A cable from October 2009 describes a meeting between Mexico's President Felipe Calderon and U.S. National Intelligence director Dennis Blair during which Calderon reportedly said that Mexico was working to isolate Venezuela through the Rio Group, an international organization of Latin American and Caribbean countries.

From within Venezuela, political opponents also have asked for the U.S. to work to undermine Chavez. Many opposition groups receive funding from the National Endowment for Democracy. Venezuelan Archbishop Baltazar Porras asked the U.S. government to "contain the regional aspirations" of Chavez, according to a January 2005 cable. Porras reportedly offered to organize a joint effort by the U.S. and Venezuela's Catholic hierarchy and private business sector to try to win over poor communities that had benefitted from the Chavez regime. Porras, the vice president of the Venezuelan bishops' conference, has denied saying any such thing, classifying the leaked cable as "a science fiction movie script."

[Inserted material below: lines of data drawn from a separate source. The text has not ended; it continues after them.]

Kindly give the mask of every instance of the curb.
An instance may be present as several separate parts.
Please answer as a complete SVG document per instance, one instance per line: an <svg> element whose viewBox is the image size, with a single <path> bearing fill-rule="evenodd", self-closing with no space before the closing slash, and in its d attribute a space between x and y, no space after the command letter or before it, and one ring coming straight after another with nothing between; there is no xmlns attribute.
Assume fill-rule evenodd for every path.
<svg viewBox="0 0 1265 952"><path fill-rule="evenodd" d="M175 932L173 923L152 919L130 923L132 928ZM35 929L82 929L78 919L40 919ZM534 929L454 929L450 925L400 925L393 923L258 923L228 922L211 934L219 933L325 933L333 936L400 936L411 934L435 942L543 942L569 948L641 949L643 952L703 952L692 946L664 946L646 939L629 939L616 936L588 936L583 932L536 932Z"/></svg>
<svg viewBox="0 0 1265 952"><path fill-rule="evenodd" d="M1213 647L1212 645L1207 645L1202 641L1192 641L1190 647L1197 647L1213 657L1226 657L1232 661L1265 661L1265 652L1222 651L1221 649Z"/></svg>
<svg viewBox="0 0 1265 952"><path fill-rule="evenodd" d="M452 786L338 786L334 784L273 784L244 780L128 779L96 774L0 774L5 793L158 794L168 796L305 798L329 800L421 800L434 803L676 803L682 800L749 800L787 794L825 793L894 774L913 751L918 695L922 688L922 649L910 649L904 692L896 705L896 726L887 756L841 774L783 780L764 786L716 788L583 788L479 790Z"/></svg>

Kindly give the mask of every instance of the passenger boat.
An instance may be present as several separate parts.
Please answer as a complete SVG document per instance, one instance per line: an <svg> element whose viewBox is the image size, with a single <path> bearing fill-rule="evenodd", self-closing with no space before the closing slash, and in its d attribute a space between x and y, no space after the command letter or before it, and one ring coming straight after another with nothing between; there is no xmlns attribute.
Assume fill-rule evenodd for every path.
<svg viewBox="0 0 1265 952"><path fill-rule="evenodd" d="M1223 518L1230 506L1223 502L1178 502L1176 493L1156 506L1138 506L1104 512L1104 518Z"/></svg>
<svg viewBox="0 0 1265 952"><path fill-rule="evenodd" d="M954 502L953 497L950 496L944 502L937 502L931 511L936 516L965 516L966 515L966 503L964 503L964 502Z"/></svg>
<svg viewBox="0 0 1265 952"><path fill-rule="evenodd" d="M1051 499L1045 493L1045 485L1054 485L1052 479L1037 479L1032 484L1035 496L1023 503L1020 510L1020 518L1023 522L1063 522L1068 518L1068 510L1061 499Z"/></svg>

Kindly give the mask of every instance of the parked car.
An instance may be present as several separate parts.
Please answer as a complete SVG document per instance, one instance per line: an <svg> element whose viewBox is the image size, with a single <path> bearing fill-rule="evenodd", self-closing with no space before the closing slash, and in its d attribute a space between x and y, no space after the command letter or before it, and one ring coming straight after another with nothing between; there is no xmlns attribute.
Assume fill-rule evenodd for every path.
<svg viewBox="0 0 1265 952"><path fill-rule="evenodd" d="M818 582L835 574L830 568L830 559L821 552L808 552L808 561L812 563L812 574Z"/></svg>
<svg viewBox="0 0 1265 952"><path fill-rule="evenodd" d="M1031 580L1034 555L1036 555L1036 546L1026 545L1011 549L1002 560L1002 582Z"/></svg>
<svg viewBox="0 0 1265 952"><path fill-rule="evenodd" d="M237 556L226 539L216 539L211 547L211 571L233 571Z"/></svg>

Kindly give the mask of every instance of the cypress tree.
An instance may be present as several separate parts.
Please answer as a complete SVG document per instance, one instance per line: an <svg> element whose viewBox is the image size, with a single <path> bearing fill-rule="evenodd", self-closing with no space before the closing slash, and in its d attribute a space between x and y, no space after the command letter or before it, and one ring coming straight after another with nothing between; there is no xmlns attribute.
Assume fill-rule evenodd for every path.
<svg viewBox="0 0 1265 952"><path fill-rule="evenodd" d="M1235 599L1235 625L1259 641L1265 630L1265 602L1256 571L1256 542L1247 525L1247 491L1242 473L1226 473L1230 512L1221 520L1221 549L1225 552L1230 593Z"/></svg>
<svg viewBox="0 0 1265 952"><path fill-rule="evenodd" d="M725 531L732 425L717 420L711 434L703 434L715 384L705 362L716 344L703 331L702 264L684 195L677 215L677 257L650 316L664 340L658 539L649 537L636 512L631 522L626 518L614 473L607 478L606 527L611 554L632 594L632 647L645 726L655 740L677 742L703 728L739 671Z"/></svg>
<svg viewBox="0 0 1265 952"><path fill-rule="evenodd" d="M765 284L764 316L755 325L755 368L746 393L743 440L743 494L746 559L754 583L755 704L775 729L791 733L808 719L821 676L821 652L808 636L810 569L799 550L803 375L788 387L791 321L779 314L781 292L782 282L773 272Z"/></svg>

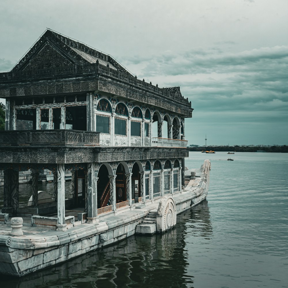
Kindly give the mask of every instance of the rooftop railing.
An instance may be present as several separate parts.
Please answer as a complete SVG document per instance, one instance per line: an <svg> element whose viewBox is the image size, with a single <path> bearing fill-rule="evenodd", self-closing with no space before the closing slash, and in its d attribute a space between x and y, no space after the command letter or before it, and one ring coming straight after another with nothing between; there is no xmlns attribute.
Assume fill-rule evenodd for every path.
<svg viewBox="0 0 288 288"><path fill-rule="evenodd" d="M97 60L98 61L98 60ZM187 105L188 104L188 98L182 96L179 88L174 87L159 88L158 84L152 85L143 80L138 79L126 73L120 72L107 66L96 63L89 63L83 65L75 65L65 67L53 67L44 69L33 69L30 71L11 71L0 73L0 83L10 81L37 80L50 78L69 76L80 76L85 74L100 73L115 78L123 82L129 83L135 86L145 89L156 94L169 98L170 100L176 101ZM191 107L191 104L190 105Z"/></svg>
<svg viewBox="0 0 288 288"><path fill-rule="evenodd" d="M155 147L165 147L170 148L186 148L188 141L179 139L153 137L152 146Z"/></svg>
<svg viewBox="0 0 288 288"><path fill-rule="evenodd" d="M90 144L99 145L99 133L69 130L0 131L0 144Z"/></svg>

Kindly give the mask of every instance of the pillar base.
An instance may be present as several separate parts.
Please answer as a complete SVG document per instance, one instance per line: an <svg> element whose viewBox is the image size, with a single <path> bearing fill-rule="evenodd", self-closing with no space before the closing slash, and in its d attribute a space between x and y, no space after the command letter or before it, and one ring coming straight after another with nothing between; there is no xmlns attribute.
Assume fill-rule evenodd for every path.
<svg viewBox="0 0 288 288"><path fill-rule="evenodd" d="M67 230L67 224L57 224L56 226L57 231L65 231Z"/></svg>
<svg viewBox="0 0 288 288"><path fill-rule="evenodd" d="M96 223L97 222L98 217L87 217L87 223L92 224Z"/></svg>

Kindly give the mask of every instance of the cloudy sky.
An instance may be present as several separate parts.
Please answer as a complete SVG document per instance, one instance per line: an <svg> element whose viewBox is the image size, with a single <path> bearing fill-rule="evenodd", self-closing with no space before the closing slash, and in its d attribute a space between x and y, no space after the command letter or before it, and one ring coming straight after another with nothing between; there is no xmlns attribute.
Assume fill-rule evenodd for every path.
<svg viewBox="0 0 288 288"><path fill-rule="evenodd" d="M0 72L48 27L180 86L188 144L288 144L287 0L1 0L0 24Z"/></svg>

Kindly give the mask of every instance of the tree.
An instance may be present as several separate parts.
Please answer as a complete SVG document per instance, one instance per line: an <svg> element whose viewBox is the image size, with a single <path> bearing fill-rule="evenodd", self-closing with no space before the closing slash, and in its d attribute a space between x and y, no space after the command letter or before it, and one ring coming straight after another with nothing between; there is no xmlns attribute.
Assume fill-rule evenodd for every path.
<svg viewBox="0 0 288 288"><path fill-rule="evenodd" d="M0 102L0 130L5 130L5 105Z"/></svg>

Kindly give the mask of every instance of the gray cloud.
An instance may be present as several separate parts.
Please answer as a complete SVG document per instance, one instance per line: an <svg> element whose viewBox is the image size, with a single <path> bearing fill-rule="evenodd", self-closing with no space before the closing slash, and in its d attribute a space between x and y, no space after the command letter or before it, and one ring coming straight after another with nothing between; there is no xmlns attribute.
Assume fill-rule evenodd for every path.
<svg viewBox="0 0 288 288"><path fill-rule="evenodd" d="M0 72L7 72L13 68L13 65L10 60L0 58Z"/></svg>

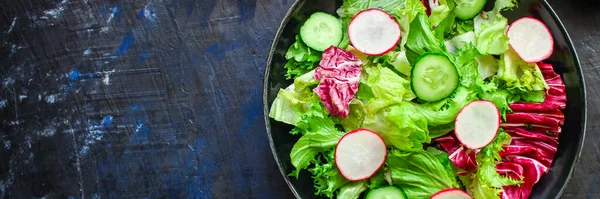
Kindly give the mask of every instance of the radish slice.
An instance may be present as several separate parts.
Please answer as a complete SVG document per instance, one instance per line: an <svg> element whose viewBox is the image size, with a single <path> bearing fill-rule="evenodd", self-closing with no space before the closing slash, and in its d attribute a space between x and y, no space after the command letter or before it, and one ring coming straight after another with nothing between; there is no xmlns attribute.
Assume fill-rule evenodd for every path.
<svg viewBox="0 0 600 199"><path fill-rule="evenodd" d="M344 135L335 148L335 164L350 180L371 177L385 162L387 147L381 137L368 129L356 129Z"/></svg>
<svg viewBox="0 0 600 199"><path fill-rule="evenodd" d="M454 134L465 147L479 149L487 146L500 128L500 112L493 102L474 101L456 116Z"/></svg>
<svg viewBox="0 0 600 199"><path fill-rule="evenodd" d="M371 8L356 14L348 25L348 37L356 50L367 55L383 55L400 41L400 25L383 10Z"/></svg>
<svg viewBox="0 0 600 199"><path fill-rule="evenodd" d="M526 62L547 59L554 51L554 39L548 27L540 20L523 17L508 28L508 42Z"/></svg>
<svg viewBox="0 0 600 199"><path fill-rule="evenodd" d="M463 190L457 188L448 188L441 191L438 191L436 194L433 194L430 199L471 199L472 197L464 192Z"/></svg>

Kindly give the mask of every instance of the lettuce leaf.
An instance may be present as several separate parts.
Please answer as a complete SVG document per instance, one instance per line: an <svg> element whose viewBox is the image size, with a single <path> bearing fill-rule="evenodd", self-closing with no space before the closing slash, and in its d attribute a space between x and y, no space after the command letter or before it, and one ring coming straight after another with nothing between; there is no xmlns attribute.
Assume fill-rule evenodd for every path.
<svg viewBox="0 0 600 199"><path fill-rule="evenodd" d="M357 101L357 100L355 100ZM344 129L366 128L379 134L391 146L405 151L423 149L423 143L429 143L427 119L418 112L413 103L402 102L379 110L375 114L367 114L362 102L351 103L348 119L340 124Z"/></svg>
<svg viewBox="0 0 600 199"><path fill-rule="evenodd" d="M426 14L425 6L420 0L344 0L342 6L337 10L337 14L342 18L342 21L349 21L361 10L369 8L382 9L396 18L403 32L399 46L404 46L408 41L406 34L411 33L410 23L417 14Z"/></svg>
<svg viewBox="0 0 600 199"><path fill-rule="evenodd" d="M392 183L402 187L408 198L429 198L442 189L459 187L454 173L440 161L444 158L438 157L443 155L423 150L410 153L391 150L386 162Z"/></svg>
<svg viewBox="0 0 600 199"><path fill-rule="evenodd" d="M367 181L350 182L340 188L337 199L357 199L367 188Z"/></svg>
<svg viewBox="0 0 600 199"><path fill-rule="evenodd" d="M437 26L443 20L451 16L450 13L454 9L454 0L438 0L438 6L434 6L431 9L431 15L429 15L429 21L433 26ZM454 20L454 16L451 16Z"/></svg>
<svg viewBox="0 0 600 199"><path fill-rule="evenodd" d="M306 46L300 39L300 36L296 35L296 42L288 48L288 51L285 53L285 59L288 60L284 66L287 69L285 77L293 79L319 66L321 52Z"/></svg>
<svg viewBox="0 0 600 199"><path fill-rule="evenodd" d="M500 55L508 50L508 20L500 11L512 9L516 0L498 0L494 9L477 15L473 22L477 50L484 55Z"/></svg>
<svg viewBox="0 0 600 199"><path fill-rule="evenodd" d="M512 48L500 57L498 79L511 90L531 92L548 89L540 68L535 63L523 61Z"/></svg>
<svg viewBox="0 0 600 199"><path fill-rule="evenodd" d="M294 84L285 89L280 89L277 97L271 104L269 117L286 124L296 125L301 120L302 113L308 110L318 96L310 87L319 84L314 79L314 70L297 77Z"/></svg>
<svg viewBox="0 0 600 199"><path fill-rule="evenodd" d="M292 147L290 158L296 168L290 176L298 177L300 170L306 169L318 153L334 148L344 132L335 127L335 122L320 101L313 101L310 108L296 124L302 137Z"/></svg>
<svg viewBox="0 0 600 199"><path fill-rule="evenodd" d="M315 195L324 195L332 198L335 191L350 182L337 169L334 154L334 150L323 153L323 160L317 158L315 167L308 169L314 179Z"/></svg>
<svg viewBox="0 0 600 199"><path fill-rule="evenodd" d="M427 105L417 105L416 107L427 119L429 126L435 127L454 123L458 112L473 100L477 100L474 92L465 87L458 87L444 109L432 110Z"/></svg>
<svg viewBox="0 0 600 199"><path fill-rule="evenodd" d="M365 67L365 71L366 77L362 80L358 96L367 101L367 114L373 115L382 108L414 98L414 95L410 94L410 81L389 68L377 65Z"/></svg>
<svg viewBox="0 0 600 199"><path fill-rule="evenodd" d="M427 52L444 53L446 47L443 42L436 38L427 15L419 13L415 20L410 23L410 34L405 36L408 38L406 48L412 52L412 56L408 57L411 63L414 63L418 56Z"/></svg>
<svg viewBox="0 0 600 199"><path fill-rule="evenodd" d="M500 198L503 186L519 185L521 180L502 176L496 171L496 163L501 160L500 151L502 147L510 144L511 137L508 133L500 130L498 135L486 147L477 154L477 172L469 174L465 179L467 189L475 199Z"/></svg>
<svg viewBox="0 0 600 199"><path fill-rule="evenodd" d="M382 56L371 57L373 64L381 64L382 66L390 67L400 74L409 77L412 66L406 58L406 51L393 50Z"/></svg>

Cables from 2005, 2006 and 2008 show that the U.S. has repeatedly approached Brazil to take a leading role in isolating Chavez in the region, with little effect. Brazil foreign minister Celso Amorim's response in 2005, "We do not see Chavez as a threat," indicates the success of those requests.

Finally, a number of released cables show that, despite publicly announced concerns of Venezuela aiding Iran and Russia (referred to as VIRUS in U.S. diplomatic circles) by providing them uranium for their nuclear projects, there are no substantial uranium deposits in Venezuela. One candid nuclear scientist quoted in a cable said -- of those spreading rumors about Venezuela helping countries develop atomic bombs -- they are "full of (expletive)."

A June 2009 cable also finds that "there is no indication of any interest on the part of the government to resume uranium exploration or exploitation." A cable from January of the same year quotes a Venezuelan nuclear scientist saying, "Even if the government of … Venezuela were serious, it would take 10 to 15 years to make substantial progress towards developing a nuclear energy program using domestic resources."